Torched was first released in edited form as a segment in co-creator Creepy Six Films's women's revenge-themed anthology Hell Hath No Fury on March 6, 2007. This version of the film was later re-released by Creepy Six, with commentary by Vince D'Amato, Ryan Nicholson, Peter Speers, as part of a DVD double feature with Sex and Death: 1977 on February 8, 2008.

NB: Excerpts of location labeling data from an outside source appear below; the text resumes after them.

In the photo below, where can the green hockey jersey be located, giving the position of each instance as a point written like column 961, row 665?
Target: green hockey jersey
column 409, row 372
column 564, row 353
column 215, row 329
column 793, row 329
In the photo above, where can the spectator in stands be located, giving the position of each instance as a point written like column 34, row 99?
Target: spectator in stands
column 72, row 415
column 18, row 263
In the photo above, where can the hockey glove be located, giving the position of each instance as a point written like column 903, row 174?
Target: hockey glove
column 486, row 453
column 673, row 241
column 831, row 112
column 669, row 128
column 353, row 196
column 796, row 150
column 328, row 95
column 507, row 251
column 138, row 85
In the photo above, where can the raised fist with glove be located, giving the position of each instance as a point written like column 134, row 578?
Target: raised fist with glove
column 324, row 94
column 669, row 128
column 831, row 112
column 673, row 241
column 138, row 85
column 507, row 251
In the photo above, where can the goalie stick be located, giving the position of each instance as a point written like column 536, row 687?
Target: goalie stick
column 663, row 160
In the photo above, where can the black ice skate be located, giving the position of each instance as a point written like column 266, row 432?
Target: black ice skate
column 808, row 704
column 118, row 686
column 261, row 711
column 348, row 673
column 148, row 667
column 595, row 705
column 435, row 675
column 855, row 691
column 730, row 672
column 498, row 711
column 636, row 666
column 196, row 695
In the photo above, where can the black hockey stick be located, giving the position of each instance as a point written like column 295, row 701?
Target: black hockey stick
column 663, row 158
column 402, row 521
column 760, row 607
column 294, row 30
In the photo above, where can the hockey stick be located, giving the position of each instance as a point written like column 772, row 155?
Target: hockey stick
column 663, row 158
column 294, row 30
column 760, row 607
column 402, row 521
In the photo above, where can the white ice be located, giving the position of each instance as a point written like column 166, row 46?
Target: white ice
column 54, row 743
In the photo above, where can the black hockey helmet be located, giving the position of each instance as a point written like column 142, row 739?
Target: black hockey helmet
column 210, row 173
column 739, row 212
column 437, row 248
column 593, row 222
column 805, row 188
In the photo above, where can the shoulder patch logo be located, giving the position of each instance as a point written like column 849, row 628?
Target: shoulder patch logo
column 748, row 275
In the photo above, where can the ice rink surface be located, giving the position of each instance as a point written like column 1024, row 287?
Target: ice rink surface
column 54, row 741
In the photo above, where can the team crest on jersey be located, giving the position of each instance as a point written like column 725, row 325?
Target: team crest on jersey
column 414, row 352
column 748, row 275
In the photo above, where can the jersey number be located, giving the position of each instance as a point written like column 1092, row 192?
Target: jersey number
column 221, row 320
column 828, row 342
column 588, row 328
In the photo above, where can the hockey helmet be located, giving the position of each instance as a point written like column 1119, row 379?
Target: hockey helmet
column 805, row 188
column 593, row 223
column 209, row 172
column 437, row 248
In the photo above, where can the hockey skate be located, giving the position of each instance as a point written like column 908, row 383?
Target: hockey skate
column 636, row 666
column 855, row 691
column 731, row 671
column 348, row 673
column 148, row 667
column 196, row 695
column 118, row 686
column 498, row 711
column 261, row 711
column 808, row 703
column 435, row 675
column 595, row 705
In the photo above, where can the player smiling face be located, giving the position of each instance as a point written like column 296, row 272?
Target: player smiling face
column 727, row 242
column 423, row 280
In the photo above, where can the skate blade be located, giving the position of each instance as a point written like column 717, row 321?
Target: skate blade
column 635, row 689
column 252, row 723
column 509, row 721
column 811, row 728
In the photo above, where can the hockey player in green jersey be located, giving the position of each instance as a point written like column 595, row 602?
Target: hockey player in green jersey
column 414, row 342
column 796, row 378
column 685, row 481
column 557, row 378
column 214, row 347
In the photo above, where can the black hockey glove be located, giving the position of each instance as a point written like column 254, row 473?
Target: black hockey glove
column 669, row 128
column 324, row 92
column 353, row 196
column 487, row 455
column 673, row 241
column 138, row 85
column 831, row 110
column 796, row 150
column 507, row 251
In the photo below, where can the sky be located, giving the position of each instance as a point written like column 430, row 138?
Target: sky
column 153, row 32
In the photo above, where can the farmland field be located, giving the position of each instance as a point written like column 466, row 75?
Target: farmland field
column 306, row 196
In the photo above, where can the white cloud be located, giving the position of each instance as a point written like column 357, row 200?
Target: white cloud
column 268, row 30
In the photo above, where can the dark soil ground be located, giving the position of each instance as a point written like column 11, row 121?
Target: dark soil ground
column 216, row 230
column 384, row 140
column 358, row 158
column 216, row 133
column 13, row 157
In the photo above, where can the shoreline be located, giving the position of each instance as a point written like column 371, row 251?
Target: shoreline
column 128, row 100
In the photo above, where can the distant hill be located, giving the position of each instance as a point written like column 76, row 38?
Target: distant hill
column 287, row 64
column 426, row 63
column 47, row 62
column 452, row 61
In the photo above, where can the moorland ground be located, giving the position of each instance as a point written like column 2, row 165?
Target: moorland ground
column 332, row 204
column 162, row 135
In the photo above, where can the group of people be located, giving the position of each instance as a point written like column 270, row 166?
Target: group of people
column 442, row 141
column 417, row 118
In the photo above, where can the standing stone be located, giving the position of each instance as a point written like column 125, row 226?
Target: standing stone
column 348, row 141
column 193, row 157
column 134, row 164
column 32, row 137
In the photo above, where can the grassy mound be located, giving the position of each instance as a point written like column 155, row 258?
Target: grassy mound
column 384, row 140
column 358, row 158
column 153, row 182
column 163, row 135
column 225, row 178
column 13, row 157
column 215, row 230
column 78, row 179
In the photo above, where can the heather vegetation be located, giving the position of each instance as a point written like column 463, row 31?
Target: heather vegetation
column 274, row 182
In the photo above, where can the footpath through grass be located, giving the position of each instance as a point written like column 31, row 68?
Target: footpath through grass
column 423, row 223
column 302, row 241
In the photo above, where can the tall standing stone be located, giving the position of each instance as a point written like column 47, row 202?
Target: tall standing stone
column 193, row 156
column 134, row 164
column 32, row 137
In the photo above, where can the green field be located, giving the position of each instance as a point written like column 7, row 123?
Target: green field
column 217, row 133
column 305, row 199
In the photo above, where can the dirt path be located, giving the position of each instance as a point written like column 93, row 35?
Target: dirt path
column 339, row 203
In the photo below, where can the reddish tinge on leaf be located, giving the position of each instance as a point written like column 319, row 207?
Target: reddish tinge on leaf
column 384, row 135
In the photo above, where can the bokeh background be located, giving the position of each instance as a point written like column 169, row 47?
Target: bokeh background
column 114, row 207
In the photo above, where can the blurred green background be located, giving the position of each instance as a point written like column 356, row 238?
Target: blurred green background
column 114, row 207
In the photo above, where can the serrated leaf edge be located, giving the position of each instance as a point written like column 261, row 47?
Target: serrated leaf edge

An uncut version of Torched was released on DVD by Plotdigger Films in 2010. This edition was limited to 666 copies, and included a commentary and interview with Ryan Nicholson, and a fifteen-minute making-of featurette titled Behind the Burn: The Making of Torched.

== Reception ==

Torched was praised by Film Bizarro, which wrote "Even though Torched may lack the realism that's in a movie like Irréversible and is over-the-top with its violence; it is still plenty shocking and brutal enough that I believe it qualifies as one of the more nasty rape-revenge films to be made. It isn't just a shallow exploitation film, there is some genuine character development in the movie, and while the rape scene itself didn't really have the punch that other movies have, the torture and balls-out violence in the end will leave the viewers both disturbed and satisfied. A perfect score of seven was awarded by Independent Flicks, which stated "Torched is brutal, sick and twisted! It's a disturbing and creepy film and I recommend it highly to hardcore horror fans!"

The Worldwide Celluloid Massacre had a negative response to the film, calling it "Amateurish extreme sickness". Almost every aspect of Torched was criticized by Soiled Sinema, which felt that it offered nothing of interest besides admittedly impressive gore, and unintentional hilarity.